Later does come with dread finality. After the funeral, when Jack’s friend Rev. Harry Harrington utters some well-intentioned bromide about faith alone making sense of such tragedy, Lewis snaps, “No, it won’t do, Harry – this is a mess, and that’s all there is to it.” He has reached the end of his spiritual rope, only to find a noose.
Lewis does learn to rebuild his faith, in part by sharing his grief with the more sensitive of the two sons – Lewis had lost his own mother at about the same age – and about this time his faith is built on a much firmer foundation than mere intellect could provide. It is comforting for the viewer to be reminded that even a man of deep faith can look for God and find Him apparently missing – the Psalms speak eloquently of such experience – but it is more comforting to see Lewis’ pain point the path home. This BBC-Gateway Films video will more likely be available from a Christian bookstore or library than a standard video rental/purchase outlet.
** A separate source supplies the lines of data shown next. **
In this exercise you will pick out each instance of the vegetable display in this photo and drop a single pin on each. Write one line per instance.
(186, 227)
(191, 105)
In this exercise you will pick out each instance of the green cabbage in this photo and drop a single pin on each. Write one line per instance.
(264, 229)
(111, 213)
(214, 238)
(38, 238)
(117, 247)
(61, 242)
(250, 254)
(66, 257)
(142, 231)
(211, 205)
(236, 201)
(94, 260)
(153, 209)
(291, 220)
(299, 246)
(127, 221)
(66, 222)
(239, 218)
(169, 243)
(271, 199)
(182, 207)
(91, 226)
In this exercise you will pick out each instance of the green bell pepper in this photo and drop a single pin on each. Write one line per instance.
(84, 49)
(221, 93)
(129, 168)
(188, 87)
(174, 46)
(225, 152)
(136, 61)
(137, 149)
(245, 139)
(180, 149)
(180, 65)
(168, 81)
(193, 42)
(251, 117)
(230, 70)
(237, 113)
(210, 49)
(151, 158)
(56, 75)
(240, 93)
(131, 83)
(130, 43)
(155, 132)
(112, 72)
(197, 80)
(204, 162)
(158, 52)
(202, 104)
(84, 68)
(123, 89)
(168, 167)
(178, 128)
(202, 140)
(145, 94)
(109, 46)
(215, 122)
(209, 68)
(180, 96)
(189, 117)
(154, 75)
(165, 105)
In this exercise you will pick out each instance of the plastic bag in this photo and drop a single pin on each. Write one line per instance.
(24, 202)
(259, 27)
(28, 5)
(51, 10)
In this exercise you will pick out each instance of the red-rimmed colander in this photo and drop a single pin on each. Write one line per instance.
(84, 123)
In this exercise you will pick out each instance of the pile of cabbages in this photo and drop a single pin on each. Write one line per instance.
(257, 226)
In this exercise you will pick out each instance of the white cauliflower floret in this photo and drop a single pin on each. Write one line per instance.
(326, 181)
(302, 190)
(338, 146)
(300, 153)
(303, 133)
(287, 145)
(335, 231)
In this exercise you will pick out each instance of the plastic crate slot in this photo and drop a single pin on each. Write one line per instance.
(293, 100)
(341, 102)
It is recommended viewing for Orthodox Christian families, although it may be too emotionally intense for young children and for those who have lost a loved one in the past few weeks. (Beyond that time, it could be an excellent aid in identifying and confronting grief.) Viewers should also read the brief volume that inspired it. The opening sentence of that book – quoted in the video – will ring bone-chillingly true for anyone who has ever lost someone especially dear: “No one ever told me that grief felt so like fear.”